Full color (D) allows for the regular distribution of pigment. The dilute allele (d), on the other hand, unevenly distributes and lumps together pigment granules on a hair shaft.
This turns a black/brown coat blue, and an orange coat cream.


(B/B, B/b, or B/b1) & (d/d)
Brown Bengals become blue by adding homozygous dilute

(b/b, or b/b1) & (d/d)
Chocolate Bengals become lilac by adding homozygous dilute
(b1/b1) & (d/d)

Cinnamon Bengals become fawn by adding homozygous dilute


Charcoal is not a stand-alone color but instead an add-on to the base color. Charcoal Bengals have a dark masked face and a dark stripe or cape down their back. There are three variations of charcoal: light charcoal, dark charcoal, and melanistic. As their name suggests dark charcoal is typically darker than light charcoal, however, they can be difficult to tell apart without a genetic test. The third variation, melanistic, doesn’t sport the mask and cape that both light and dark charcoal do, instead it creates a solid appearance similar to that of a panther.

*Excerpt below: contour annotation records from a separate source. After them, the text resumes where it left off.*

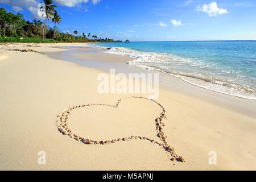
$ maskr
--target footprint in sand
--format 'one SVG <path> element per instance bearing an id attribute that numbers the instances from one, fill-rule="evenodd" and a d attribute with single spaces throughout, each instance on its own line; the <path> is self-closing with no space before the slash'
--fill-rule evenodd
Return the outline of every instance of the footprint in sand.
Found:
<path id="1" fill-rule="evenodd" d="M 148 101 L 152 102 L 154 104 L 156 104 L 159 107 L 160 113 L 158 115 L 154 117 L 154 122 L 155 123 L 155 129 L 157 134 L 157 136 L 159 139 L 160 139 L 159 142 L 157 141 L 154 139 L 151 139 L 149 137 L 144 136 L 138 136 L 138 135 L 131 135 L 128 137 L 120 137 L 118 138 L 114 138 L 112 139 L 108 140 L 93 140 L 92 139 L 89 139 L 84 138 L 83 136 L 80 136 L 79 135 L 76 134 L 73 132 L 71 128 L 68 126 L 68 117 L 71 115 L 72 111 L 77 108 L 81 108 L 90 106 L 103 106 L 104 107 L 108 107 L 113 109 L 118 109 L 121 102 L 124 100 L 128 99 L 133 100 L 146 100 Z M 73 138 L 77 141 L 80 141 L 86 144 L 106 144 L 109 143 L 114 143 L 116 142 L 119 142 L 121 141 L 130 140 L 133 139 L 141 139 L 151 142 L 151 143 L 161 147 L 164 149 L 167 152 L 170 154 L 171 156 L 171 160 L 174 160 L 175 159 L 178 162 L 184 162 L 185 160 L 181 156 L 178 156 L 175 152 L 172 147 L 170 146 L 166 141 L 167 136 L 164 135 L 163 132 L 163 127 L 164 124 L 163 122 L 163 119 L 166 118 L 165 116 L 166 110 L 159 103 L 156 101 L 149 100 L 147 98 L 142 97 L 127 97 L 123 99 L 119 100 L 114 105 L 104 104 L 91 104 L 86 105 L 80 105 L 71 106 L 61 113 L 60 113 L 57 115 L 57 125 L 58 130 L 63 135 L 67 135 L 71 138 Z"/>

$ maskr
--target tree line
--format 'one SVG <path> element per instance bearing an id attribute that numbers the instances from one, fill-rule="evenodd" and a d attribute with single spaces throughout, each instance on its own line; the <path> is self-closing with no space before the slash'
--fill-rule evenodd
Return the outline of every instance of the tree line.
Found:
<path id="1" fill-rule="evenodd" d="M 15 42 L 15 40 L 21 40 L 23 38 L 27 41 L 40 39 L 42 42 L 49 40 L 51 42 L 122 42 L 114 41 L 108 38 L 98 38 L 90 33 L 88 33 L 87 36 L 84 32 L 82 32 L 81 36 L 77 36 L 79 32 L 77 30 L 75 30 L 73 34 L 61 32 L 57 26 L 57 24 L 61 22 L 61 18 L 56 10 L 57 6 L 53 4 L 52 0 L 44 0 L 41 5 L 40 10 L 45 14 L 46 17 L 44 23 L 36 19 L 32 22 L 26 20 L 22 14 L 15 14 L 0 8 L 0 42 Z M 55 23 L 53 28 L 47 26 L 49 21 Z"/>

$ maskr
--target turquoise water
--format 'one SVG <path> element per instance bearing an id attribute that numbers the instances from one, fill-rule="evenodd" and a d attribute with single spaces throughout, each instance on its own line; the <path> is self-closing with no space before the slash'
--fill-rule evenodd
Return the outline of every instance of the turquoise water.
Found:
<path id="1" fill-rule="evenodd" d="M 129 63 L 192 84 L 256 100 L 256 41 L 131 42 L 93 44 L 135 58 Z"/>

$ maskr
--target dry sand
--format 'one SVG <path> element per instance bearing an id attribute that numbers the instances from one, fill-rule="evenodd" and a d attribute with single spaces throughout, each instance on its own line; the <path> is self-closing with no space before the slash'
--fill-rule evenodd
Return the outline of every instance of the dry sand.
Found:
<path id="1" fill-rule="evenodd" d="M 160 89 L 156 101 L 165 110 L 162 119 L 165 125 L 165 140 L 185 162 L 170 160 L 170 153 L 154 143 L 163 142 L 156 136 L 159 129 L 155 121 L 163 110 L 147 100 L 130 98 L 120 102 L 118 107 L 74 107 L 67 121 L 69 129 L 78 136 L 73 134 L 71 138 L 61 134 L 57 115 L 69 107 L 88 104 L 114 105 L 121 98 L 147 96 L 100 94 L 97 91 L 97 77 L 101 71 L 38 52 L 7 51 L 59 52 L 63 49 L 51 47 L 71 46 L 87 46 L 0 45 L 0 169 L 256 169 L 256 121 L 253 115 L 243 114 L 217 101 L 210 102 L 175 89 Z M 93 59 L 93 54 L 89 56 Z M 123 57 L 112 57 L 119 60 Z M 214 94 L 221 99 L 223 96 Z M 232 100 L 240 101 L 234 97 Z M 255 102 L 243 102 L 255 108 Z M 155 142 L 133 138 L 101 145 L 80 141 L 82 138 L 112 140 L 132 135 L 146 136 Z M 38 163 L 40 151 L 46 153 L 46 165 Z M 216 165 L 208 163 L 210 151 L 217 153 Z"/>

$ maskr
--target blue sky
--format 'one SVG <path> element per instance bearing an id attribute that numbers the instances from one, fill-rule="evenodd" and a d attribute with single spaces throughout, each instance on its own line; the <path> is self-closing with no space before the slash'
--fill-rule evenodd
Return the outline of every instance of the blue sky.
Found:
<path id="1" fill-rule="evenodd" d="M 38 0 L 0 0 L 26 19 Z M 63 32 L 131 41 L 256 40 L 255 0 L 53 0 Z M 48 23 L 52 27 L 52 23 Z"/>

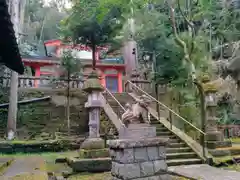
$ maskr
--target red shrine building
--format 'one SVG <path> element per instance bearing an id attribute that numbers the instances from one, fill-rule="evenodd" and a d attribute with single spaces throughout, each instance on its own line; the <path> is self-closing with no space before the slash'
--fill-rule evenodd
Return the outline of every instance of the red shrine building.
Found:
<path id="1" fill-rule="evenodd" d="M 46 56 L 44 57 L 23 57 L 25 66 L 34 69 L 35 77 L 58 76 L 56 67 L 60 65 L 60 57 L 65 49 L 72 49 L 76 60 L 83 65 L 84 78 L 92 71 L 92 50 L 85 45 L 67 45 L 61 40 L 49 40 L 44 42 Z M 99 47 L 96 50 L 96 69 L 101 80 L 101 84 L 111 92 L 123 91 L 123 75 L 125 64 L 121 53 L 115 52 L 102 58 L 102 54 L 107 51 L 106 47 Z M 35 84 L 35 87 L 38 85 Z"/>

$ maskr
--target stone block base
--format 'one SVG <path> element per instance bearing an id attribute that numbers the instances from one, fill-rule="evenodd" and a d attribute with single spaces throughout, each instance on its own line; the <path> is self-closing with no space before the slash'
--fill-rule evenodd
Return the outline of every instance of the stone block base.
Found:
<path id="1" fill-rule="evenodd" d="M 215 132 L 207 132 L 205 139 L 206 141 L 223 141 L 224 137 L 222 132 L 215 131 Z"/>
<path id="2" fill-rule="evenodd" d="M 108 141 L 113 179 L 168 180 L 166 148 L 168 139 L 118 139 Z M 165 179 L 164 179 L 165 178 Z"/>
<path id="3" fill-rule="evenodd" d="M 104 149 L 104 146 L 102 138 L 87 138 L 82 142 L 80 149 Z"/>
<path id="4" fill-rule="evenodd" d="M 119 139 L 141 139 L 156 137 L 156 127 L 149 124 L 130 124 L 128 128 L 122 128 Z"/>
<path id="5" fill-rule="evenodd" d="M 206 142 L 208 149 L 216 149 L 216 148 L 226 148 L 231 147 L 232 142 L 230 140 L 225 141 L 207 141 Z"/>

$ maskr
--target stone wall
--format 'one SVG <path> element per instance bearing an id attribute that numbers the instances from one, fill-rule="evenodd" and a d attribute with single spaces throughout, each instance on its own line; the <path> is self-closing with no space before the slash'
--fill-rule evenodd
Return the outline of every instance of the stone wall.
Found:
<path id="1" fill-rule="evenodd" d="M 167 180 L 165 146 L 159 138 L 109 141 L 113 179 Z"/>
<path id="2" fill-rule="evenodd" d="M 7 93 L 6 93 L 7 94 Z M 32 139 L 41 134 L 54 136 L 55 132 L 67 132 L 66 90 L 25 89 L 19 91 L 19 100 L 51 96 L 49 101 L 34 102 L 18 106 L 18 138 Z M 6 99 L 6 98 L 5 98 Z M 86 94 L 80 90 L 70 93 L 71 134 L 84 134 L 88 131 L 88 114 L 84 108 Z M 0 109 L 0 134 L 4 137 L 7 126 L 7 108 Z M 49 134 L 49 135 L 46 135 Z"/>

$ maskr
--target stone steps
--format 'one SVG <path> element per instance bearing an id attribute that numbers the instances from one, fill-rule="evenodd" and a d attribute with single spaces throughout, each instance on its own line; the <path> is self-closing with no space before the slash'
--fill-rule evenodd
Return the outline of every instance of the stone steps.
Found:
<path id="1" fill-rule="evenodd" d="M 132 97 L 129 97 L 127 93 L 114 93 L 114 97 L 124 106 L 125 103 L 134 102 Z M 120 110 L 116 101 L 108 94 L 105 96 L 110 106 L 119 115 L 123 113 Z M 156 127 L 157 136 L 160 138 L 169 138 L 169 144 L 167 146 L 167 164 L 168 166 L 177 165 L 190 165 L 201 164 L 202 160 L 198 158 L 197 154 L 186 145 L 185 142 L 180 140 L 176 135 L 169 131 L 163 124 L 157 119 L 151 117 L 151 124 Z"/>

The Charcoal or Agouti gene controls pigment expression on a hair shaft.

The Agouti gene has three alleles:

Agouti variant (Domestic Cat): A

Non-Agouti (Domestic Cat): a

Agouti variant (Asian Leopard Cat): Apb


What is agouti? Agouti causes Melanin to be inconsistently deposited on hairs as they grow to create alternating, distinct bands of color to form on each hair. An agouti cat will have a minimum of two colors distributed on a single hair.


The Agouti variant (Domestic Cat) A allows for the regular expression of pigment and is dominant over all other agouti alleles


Non-agouti variant (Domestic Cat) prevents inconsistent melanin production. When a cat has two copies of this allele it is called melanistic. Melanistic cats have dark solid-colored coats. This means a brown melanistic cat will look nearly completely black, whereas a blue melanistic cat will be a solid dark blue color. Only in certain lighting will you be able to see the pattern of a melanistic Bengal.


Agouti variant (Asian Leopard Cat) Apb comes from the Asian leopard cat, therefore, Bengals are the only domestic cat that can produce this allele. Apb creates the “mask” and “cape” associated with charcoal Bengals. Agouti variant (Asian Leopard Cat) Apb is incompletely dominant over the non-agouti variant (Domestic Cat) a. When these alleles are together they create a mix of the two traits.